- Theatrical release poster
- Swedish: Djävulens öga
- Directed by: Ingmar Bergman
- Written by: Ingmar Bergman
- Starring: Jarl Kulle; Bibi Andersson; Nils Poppe; Gertrud Fridh; Sture Lagerwall; Stig Järrel; Gunnar Björnstrand;
- Cinematography: Gunnar Fischer
- Edited by: Oscar Rosander
- Music by: Erik Nordgren
- Production company: Svensk Filmindustri
- Distributed by: Svensk Filmindustri
- Release date: 17 October 1960 (Sweden);
- Running time: 87 minutes
- Country: Sweden
- Language: Swedish

= The Devil's Eye =

1960 film by Ingmar Bergman

The Devil's Eye (Djävulens öga) is a 1960 Swedish fantasy comedy film written and directed by Ingmar Bergman.

==Plot==
In accordance with the Irish proverb that "A woman's chastity is a stye in the Devil's eye", Satan believes a pain he feels in his eye is a stye and it is being caused by a virgin on Earth. In particular, the pain is connected to Britt-Marie, the daughter of a vicar. Britt-Marie is still a virgin at 20, and she is engaged to a man named Jonas. Satan fears Britt-Marie may serve as an example to her friends to remain virgin, and opts to send Don Juan to seduce Britt-Marie. Don Juan is enduring what he considers a boring punishment: Repeatedly, a woman comes to him threatening to kill him, and he seduces her and takes her to bed. However, before any sex occurs, a demon emerges to say the "show is over", and the woman disappears. Satan comes to Don Juan, telling him he can go to Earth and if he seduces Britt-Marie, Satan will allow Don Juan to have a dreamless sleep, a relief from his punishment.

Don Juan accepts the challenge, accompanied by his servant Pablo. The demon also follows them, determined Pablo will not enjoy any sex while on Earth. Don Juan and Pablo meet the vicar, a happy and gullible man who invites them to his house. At the house, Pablo becomes enamoured with the vicar's wife, Renata. Don Juan meets Britt-Marie and attempts to seduce her, questioning her relationship with Jonas. She agrees to kiss him. The demon also stokes quarrels between Britt-Marie and Jonas, and Jonas leaves. During the night, Pablo seduces Renata. The demon appears to the vicar to tell him Renata is committing adultery, and gives him the key to Renata's bedroom. Instead of entering the bedroom, the vicar instead uses the key to lock the demon in his cupboard.
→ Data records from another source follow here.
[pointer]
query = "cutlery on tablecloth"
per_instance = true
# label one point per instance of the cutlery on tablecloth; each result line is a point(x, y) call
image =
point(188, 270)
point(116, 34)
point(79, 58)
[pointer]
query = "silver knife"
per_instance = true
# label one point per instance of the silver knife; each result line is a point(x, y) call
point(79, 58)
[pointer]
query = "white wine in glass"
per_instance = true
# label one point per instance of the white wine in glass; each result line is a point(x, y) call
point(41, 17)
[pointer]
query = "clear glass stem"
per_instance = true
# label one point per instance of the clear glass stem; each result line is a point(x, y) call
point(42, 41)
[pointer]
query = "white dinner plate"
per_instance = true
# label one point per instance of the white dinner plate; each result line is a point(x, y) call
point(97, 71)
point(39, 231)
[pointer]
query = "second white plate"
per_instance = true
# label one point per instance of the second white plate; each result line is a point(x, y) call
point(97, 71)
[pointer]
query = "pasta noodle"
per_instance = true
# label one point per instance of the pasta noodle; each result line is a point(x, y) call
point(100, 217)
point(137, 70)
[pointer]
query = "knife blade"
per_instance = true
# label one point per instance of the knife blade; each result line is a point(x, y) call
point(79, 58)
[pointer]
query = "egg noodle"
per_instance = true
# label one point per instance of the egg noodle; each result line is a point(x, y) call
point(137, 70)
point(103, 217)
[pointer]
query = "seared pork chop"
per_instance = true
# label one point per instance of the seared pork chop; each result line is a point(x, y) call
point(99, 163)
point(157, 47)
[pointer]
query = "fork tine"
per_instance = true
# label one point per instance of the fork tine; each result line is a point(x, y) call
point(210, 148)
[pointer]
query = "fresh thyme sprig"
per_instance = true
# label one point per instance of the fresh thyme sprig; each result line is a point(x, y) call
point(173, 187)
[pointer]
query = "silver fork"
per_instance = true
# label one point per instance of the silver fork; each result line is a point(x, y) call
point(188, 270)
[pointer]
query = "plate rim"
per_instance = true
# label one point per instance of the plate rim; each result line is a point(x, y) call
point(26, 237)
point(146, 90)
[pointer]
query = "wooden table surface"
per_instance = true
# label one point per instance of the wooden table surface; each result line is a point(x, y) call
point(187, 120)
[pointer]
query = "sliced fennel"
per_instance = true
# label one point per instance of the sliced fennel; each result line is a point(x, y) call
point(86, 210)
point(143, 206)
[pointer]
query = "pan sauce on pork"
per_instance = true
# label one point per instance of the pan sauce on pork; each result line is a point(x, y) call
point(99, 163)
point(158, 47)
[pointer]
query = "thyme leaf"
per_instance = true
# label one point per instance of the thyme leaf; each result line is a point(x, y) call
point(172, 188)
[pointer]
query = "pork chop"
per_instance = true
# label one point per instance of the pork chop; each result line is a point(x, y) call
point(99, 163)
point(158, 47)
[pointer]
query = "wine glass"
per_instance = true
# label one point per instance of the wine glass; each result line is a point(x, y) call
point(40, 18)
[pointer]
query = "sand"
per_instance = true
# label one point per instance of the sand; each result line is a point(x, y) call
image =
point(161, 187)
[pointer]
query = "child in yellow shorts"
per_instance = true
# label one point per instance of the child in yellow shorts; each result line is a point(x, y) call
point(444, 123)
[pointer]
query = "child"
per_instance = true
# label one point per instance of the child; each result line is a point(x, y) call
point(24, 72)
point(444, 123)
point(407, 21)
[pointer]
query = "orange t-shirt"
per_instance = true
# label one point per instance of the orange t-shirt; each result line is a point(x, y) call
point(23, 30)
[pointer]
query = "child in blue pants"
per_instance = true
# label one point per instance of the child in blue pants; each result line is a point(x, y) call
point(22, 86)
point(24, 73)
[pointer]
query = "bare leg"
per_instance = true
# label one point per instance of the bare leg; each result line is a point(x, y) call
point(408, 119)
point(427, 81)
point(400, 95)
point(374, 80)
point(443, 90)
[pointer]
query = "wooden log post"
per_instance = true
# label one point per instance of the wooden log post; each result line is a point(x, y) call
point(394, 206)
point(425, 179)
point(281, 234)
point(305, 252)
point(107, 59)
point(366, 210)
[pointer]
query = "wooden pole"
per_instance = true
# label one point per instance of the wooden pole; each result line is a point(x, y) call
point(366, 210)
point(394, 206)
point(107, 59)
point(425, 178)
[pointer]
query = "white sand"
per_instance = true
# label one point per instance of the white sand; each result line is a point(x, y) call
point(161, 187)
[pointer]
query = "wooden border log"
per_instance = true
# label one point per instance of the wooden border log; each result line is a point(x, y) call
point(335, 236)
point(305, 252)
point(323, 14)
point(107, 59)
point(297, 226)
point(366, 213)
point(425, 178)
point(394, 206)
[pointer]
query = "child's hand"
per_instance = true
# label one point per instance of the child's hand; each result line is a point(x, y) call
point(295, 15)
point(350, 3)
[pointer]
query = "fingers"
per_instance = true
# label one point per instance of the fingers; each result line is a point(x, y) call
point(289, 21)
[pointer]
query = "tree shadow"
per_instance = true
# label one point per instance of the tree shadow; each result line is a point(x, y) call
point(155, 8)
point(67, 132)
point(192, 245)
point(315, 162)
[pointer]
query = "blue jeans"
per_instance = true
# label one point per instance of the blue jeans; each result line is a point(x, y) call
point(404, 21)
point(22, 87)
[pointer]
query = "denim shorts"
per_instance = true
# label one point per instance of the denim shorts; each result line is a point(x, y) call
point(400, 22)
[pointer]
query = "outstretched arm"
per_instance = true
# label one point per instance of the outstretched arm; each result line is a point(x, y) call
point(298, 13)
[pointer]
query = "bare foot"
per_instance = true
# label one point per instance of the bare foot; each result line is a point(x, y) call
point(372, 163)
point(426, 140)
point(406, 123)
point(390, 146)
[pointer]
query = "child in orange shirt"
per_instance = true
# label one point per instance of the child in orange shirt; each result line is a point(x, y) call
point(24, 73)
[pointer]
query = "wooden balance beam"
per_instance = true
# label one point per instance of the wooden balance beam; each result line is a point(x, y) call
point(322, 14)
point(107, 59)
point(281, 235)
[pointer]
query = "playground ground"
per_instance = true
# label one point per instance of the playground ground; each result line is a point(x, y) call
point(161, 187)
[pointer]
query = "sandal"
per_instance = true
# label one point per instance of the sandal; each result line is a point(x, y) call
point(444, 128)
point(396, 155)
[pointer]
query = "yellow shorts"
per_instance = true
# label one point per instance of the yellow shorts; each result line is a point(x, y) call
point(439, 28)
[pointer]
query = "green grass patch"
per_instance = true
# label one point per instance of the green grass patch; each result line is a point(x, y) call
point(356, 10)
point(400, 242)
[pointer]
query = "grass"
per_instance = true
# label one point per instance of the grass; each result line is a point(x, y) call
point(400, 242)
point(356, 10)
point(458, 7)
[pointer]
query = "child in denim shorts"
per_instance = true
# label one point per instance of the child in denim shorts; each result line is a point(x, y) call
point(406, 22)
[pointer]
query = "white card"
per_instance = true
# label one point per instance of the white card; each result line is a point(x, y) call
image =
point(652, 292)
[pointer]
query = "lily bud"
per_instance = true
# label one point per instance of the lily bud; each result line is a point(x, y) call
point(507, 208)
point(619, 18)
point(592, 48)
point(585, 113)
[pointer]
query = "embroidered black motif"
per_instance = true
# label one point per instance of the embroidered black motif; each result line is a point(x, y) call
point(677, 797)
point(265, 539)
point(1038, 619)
The next morning, the demon tells the vicar he dreamed that while Renata slept with one of the vicar's guests, his daughter slept with the other.

Concerned, the vicar runs to Britt-Marie's bedroom, but finds her alone there. Don Juan has fallen in love with Britt-Marie and is unable to seduce her in his usual fashion; Satan laments his defeat. After Don Juan returns to hell, Satan learns Britt-Marie has married Jonas, and he takes her virginity on their wedding night. This alone does not cure Satan's eye. However, Britt-Marie lies to Jonas, claiming she had never kissed another man; the lie heals Satan, giving him a minor victory. Satan decides to put Don Juan to sleep, decreeing he will dream of love, a cruel punishment.

==Cast==
- Jarl Kulle as Don Juan
- Bibi Andersson as Britt-Marie
- Stig Järrel as Satan
- Nils Poppe as The Vicar
- Gertrud Fridh as Renata
- Sture Lagerwall as Pablo
- Georg Funkquist as Count Armand de Rochefoucauld
- Gunnar Sjöberg as Marquis Giuseppe Maria de Macopanza
- Gunnar Björnstrand as The Actor

==Production==
SF Studios required Bergman to make a comedy before agreeing to produce Bergman's idea for The Virgin Spring. The story was inspired by the Danish radio play The Return of Don Juan by Oluf Bang; Bergman was intrigued by the character's resurgent popularity. The "Irish proverb" cited in the film is fictional and was invented by Bergman.

==Release and reception==
In 2018, The Criterion Collection released the film on Blu-ray in Region A, along with 38 other Bergman films, in the set Ingmar Bergman's Cinema. On the review aggregator website Rotten Tomatoes, The Devil's Eye holds an approval rating of 71% based on 7 reviews.